Every few hundred yards there are observation points where Ukrainian soldiers can view enemy movements through binoculars or periscopes. The unpredictability is nerve-racking; sometimes there is incoming fire for days in a row, followed by a week of silence.

Such lulls are considered the most dangerous times, soldiers say, because it’s so easy to let one’s guard down. In the summertime, under cover of long grass, separatist fighters can come within 50 yards of the trenches.

Front-line fatalities, from snipers and occasional shelling, are a regular occurrence. The noncommissioned junior officer showing a journalist around tallied up 29 comrades in arms he knew personally who had died in fighting since 2014. He himself suffered a traumatic brain injury in 2015, when a shell landed near him, and spent two months in a hospital.

Data from monitors for the Organization for Security and Cooperation in Europe, or OSCE, recorded 80,000 explosions in the separatist regions since 2018, when the monitoring began. In all, the conflict has claimed more than 14,000 lives.

The privations of the front lines sometimes yield a bizarre yet tender domesticity. An army couple named Nika and Alexander, who met five years ago, live together in a makeshift bunker. Their room is warm and well lit, with a comfortable bed.

He is 47 and she is 50; Nika says their field existence has come to feel like a normal life.

Above their bunker home is a mess hall and billets for other troops. Soldiers cook homestyle meals and play with adopted dogs, some of them the offspring of abandoned domestic pets whose owners fled.

In the trenches, there are few illusions about the strength of this defending force against a full-scale invasion by the far more powerful Russian military, should it occur. But Ukrainian officers say the battlefield picture is different than it was in 2014.

Cmdr. Dzhemil Izmailov, who leads a Ukrainian mechanized infantry battalion, said the Russian army would face stiff resistance along the Donbas front line, citing multiple lines of defense.

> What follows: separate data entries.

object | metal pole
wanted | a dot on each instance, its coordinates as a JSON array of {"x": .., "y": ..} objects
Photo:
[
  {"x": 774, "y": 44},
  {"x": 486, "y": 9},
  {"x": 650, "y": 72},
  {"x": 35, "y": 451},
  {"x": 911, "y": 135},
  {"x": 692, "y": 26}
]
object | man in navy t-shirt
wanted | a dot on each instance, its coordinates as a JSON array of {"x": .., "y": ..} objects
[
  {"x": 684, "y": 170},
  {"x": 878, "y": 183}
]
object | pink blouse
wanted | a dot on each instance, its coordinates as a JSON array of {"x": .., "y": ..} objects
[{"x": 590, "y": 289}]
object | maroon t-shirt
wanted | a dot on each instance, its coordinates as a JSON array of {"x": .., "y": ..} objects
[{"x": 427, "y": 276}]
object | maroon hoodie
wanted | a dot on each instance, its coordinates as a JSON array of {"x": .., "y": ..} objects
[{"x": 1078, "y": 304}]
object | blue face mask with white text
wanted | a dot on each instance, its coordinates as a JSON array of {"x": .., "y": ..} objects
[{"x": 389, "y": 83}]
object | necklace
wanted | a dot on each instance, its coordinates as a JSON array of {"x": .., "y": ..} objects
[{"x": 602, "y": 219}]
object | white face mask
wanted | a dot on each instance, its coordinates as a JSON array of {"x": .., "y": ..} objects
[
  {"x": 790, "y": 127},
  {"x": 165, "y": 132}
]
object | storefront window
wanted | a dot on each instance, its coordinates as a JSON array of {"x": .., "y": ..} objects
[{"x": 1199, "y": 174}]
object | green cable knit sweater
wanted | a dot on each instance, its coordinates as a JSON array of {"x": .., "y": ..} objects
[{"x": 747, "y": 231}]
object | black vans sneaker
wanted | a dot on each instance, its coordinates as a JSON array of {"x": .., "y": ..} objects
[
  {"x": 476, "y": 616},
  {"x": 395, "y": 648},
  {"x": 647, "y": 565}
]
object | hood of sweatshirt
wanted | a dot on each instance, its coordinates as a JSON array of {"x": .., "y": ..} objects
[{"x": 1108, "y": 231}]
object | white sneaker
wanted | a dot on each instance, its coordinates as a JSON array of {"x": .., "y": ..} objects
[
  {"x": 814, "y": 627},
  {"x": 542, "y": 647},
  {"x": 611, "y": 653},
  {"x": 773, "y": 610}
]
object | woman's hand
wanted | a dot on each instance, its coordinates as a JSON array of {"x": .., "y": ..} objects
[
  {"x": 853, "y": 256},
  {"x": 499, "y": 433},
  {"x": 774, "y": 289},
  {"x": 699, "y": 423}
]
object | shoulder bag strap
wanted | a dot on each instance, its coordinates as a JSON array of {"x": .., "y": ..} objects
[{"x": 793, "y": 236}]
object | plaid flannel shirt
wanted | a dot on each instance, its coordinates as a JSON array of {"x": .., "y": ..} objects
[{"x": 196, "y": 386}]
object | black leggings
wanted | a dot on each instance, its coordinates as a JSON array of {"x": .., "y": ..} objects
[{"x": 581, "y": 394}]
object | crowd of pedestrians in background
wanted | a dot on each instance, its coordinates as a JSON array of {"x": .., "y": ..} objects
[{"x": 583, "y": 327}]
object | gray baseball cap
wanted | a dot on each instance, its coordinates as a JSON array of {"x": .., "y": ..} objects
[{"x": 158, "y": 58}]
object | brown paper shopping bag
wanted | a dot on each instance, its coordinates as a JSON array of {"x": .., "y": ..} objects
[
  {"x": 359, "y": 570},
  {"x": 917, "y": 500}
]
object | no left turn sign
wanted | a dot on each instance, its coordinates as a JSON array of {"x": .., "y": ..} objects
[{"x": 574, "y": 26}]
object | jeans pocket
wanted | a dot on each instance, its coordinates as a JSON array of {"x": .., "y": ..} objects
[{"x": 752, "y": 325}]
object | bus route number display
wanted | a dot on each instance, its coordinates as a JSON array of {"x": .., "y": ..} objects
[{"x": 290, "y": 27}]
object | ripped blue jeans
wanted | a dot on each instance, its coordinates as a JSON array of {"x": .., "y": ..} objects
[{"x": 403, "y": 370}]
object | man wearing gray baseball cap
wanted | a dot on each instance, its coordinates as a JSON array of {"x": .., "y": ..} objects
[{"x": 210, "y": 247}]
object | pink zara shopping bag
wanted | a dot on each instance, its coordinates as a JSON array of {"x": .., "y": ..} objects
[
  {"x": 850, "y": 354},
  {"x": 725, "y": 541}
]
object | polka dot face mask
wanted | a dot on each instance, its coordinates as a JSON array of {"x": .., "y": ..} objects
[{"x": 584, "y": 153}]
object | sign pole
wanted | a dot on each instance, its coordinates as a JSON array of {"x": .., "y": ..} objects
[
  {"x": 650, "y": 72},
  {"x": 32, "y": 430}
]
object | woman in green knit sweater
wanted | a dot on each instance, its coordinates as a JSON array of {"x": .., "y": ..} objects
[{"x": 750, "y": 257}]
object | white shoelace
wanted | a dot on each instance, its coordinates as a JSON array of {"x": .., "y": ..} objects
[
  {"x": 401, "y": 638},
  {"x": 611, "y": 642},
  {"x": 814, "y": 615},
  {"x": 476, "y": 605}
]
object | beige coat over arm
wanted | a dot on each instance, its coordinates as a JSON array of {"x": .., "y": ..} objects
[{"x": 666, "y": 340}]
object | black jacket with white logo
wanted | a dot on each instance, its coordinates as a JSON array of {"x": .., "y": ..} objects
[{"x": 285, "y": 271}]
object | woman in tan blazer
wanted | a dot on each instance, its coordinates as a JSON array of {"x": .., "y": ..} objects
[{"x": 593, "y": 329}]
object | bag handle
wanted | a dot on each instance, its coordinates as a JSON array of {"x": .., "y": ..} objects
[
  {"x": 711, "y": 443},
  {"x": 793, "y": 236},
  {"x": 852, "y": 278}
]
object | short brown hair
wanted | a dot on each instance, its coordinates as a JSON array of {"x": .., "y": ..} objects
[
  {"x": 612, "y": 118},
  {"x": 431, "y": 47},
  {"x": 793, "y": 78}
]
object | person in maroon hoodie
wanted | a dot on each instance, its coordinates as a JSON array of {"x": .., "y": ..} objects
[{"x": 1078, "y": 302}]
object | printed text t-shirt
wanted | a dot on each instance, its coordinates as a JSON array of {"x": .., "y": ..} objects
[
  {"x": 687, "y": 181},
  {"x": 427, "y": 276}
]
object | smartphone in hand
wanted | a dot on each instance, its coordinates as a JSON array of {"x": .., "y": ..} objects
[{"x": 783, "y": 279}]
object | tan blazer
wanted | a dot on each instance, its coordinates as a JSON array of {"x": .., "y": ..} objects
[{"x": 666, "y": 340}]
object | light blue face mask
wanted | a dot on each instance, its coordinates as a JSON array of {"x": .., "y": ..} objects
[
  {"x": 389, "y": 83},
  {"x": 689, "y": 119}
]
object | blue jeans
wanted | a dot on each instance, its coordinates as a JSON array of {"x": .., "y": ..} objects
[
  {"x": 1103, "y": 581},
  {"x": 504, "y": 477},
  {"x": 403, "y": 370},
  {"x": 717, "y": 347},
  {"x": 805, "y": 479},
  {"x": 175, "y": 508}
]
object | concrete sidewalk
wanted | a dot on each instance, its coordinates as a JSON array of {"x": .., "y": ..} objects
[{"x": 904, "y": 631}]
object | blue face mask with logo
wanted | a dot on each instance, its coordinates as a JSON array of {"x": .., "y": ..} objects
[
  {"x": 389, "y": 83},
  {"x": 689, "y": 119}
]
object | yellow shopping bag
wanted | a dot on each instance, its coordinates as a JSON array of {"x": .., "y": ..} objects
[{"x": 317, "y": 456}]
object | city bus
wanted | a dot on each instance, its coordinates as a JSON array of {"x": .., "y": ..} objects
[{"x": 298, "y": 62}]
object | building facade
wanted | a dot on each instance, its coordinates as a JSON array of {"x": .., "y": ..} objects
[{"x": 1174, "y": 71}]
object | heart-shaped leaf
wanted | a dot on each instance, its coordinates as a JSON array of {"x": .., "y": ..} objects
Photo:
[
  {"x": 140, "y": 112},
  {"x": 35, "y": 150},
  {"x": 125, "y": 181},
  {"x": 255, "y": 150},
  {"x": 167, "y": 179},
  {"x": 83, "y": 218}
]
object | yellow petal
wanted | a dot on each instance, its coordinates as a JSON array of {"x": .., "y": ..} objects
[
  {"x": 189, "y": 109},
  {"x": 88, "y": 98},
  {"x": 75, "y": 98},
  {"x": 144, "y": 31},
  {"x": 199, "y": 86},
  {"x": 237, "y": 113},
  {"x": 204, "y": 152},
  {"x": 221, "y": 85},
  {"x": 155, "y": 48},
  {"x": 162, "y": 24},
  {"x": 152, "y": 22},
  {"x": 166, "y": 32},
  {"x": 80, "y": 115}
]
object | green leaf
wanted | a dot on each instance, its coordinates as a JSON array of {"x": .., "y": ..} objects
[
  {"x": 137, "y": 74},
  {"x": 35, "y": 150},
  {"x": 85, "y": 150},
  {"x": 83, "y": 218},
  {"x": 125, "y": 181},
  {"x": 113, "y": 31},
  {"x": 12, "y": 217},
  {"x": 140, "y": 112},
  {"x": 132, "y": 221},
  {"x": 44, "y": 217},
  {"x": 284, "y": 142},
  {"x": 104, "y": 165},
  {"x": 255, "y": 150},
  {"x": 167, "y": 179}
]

“We are prepared,” he said.

Longtime Putin watchers say the stakes in Ukraine have repercussions far beyond the region. Fiona Hill, an author and former senior official for Russia affairs at the U.S. National Security Council, said Moscow’s moves amounted to a threat to the entire postwar order.

“If Russia can do this to Ukraine, what’s to stop countries doing this to neighbors?” she said on “Newsnight,” a BBC current affairs program. “This is exactly what we fought two world wars against — we’ve had a whole system in place that’s supposed to be pushing back against. … This is really one of those game changers internationally.”